Well is there? I must look. And it is here that the scientific and spiritual paths may help each other. If we are to explain the nature of subjective experience in terms of objective brains, then we must see clearly what that subjective experience is like, and this is not obvious. Indeed the more you look the less obvious it becomes. It may help to bring the Zen practice of looking into the science. But perhaps the reverse is true too, and the scientific ideas can help with the looking. For example, if I try hard can I see vision as ‘doing’ as in the sensorimotor theory? Yes, but it is terribly strange. Things seem to appear and disintegrate back into nothingness with alarming rapidity. Can I see directly that there is no stream of consciousness? Yes, but it is very peculiar. William James likened the task of introspection to “trying to turn up the gas quickly enough to see how the darkness looks.” (James, 1890, i, 244). This reminds me of the odd fact that whenever I ask “Am I conscious now?” the answer is always “yes”. But what about the rest of the time? With practice at looking back into the darkness, it is possible to lose the sense that there is always one me experiencing one stream.
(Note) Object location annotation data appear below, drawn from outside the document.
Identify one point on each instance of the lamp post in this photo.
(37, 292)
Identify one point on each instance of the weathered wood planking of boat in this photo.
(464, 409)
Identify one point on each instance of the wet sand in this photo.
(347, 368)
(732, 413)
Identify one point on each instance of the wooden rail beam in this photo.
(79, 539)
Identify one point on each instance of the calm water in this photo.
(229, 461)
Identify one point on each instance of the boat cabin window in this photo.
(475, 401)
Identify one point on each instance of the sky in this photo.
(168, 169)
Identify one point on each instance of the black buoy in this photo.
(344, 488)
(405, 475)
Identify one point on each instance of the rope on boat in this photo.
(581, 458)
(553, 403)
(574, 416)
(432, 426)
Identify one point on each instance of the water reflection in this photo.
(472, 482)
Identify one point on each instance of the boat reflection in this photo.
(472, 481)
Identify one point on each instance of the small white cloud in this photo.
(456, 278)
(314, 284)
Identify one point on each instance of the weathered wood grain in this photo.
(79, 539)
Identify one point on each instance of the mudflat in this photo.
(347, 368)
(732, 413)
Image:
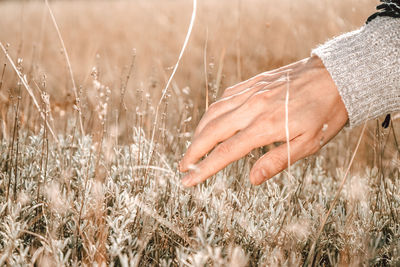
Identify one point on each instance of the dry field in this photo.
(87, 177)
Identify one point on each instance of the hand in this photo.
(253, 114)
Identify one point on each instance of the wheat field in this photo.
(88, 172)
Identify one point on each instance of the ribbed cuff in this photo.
(365, 66)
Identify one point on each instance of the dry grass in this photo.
(110, 197)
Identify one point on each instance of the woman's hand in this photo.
(252, 114)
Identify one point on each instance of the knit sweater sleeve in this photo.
(365, 66)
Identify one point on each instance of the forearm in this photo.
(365, 66)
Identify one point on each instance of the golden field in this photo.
(87, 178)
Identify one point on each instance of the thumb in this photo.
(276, 160)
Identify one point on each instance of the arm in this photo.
(351, 78)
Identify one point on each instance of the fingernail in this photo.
(180, 165)
(259, 176)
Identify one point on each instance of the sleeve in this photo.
(365, 65)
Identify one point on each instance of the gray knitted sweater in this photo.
(365, 66)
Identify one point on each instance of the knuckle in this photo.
(223, 148)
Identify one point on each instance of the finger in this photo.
(229, 151)
(267, 77)
(276, 160)
(227, 104)
(242, 86)
(215, 132)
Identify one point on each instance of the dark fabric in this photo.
(388, 8)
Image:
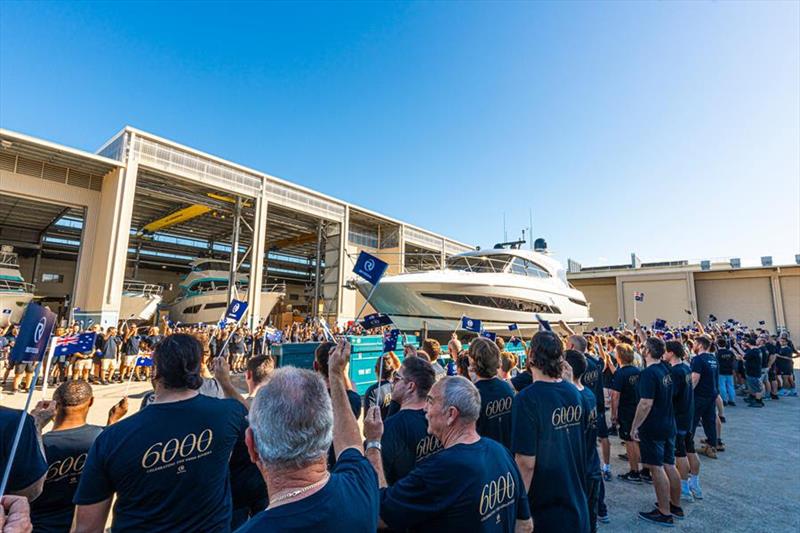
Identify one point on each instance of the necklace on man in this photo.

In this, and other ways, the two disciplines of science and spiritual practice can each help the other. And will they lead to the same place? Are their insights the same? I don’t know.

References

Batchelor, S. (1990) The Faith to Doubt: Glimpses of Buddhist Uncertainty. Berkeley, CA. Parallax Press

Batchelor, M (2001) Meditation for Life. London, Frances Lincoln

Blackmore, S.J. (1999) The Meme Machine, Oxford, Oxford University Press.

Blackmore, S. (2002a) A week with a koan: There is no time. What is memory? Unpublished manuscript.

Blackmore, S. (2002b) There is no stream of consciousness. Journal of Consciousness Studies, 9, 17-28

Chalmers, D. (1996) The Conscious Mind, Oxford, University Press

Crook, J. (1991) Catching a Feather on a Fan: A Zen Retreat with Master Sheng Yen. Shaftesbury, Dorset, Element Books

Dawkins,R. (1993) Viruses of the mind. In B.Dahlbohm (ed) Dennett and his Critics: Demystifying Mind. Oxford, Blackwell

Dennett, D.C. (1991) Consciousness Explained. Boston and London; Little, Brown and Co.

James,W. (1890) The Principles of Psychology, London; MacMillan

Metzinger, T. (Ed) (2000) Neural Correlates of Consciousness, Cambridge, Mass. MIT Press

Noë, A. (2002) (Ed) Is the Visual World a Grand Illusion? Thorverton, Devon, Imprint Academic

O’Regan, J.K. and Noë, A. (2001) A sensorimotor account of vision and visual consciousness. Behavioral and Brain Sciences, 24.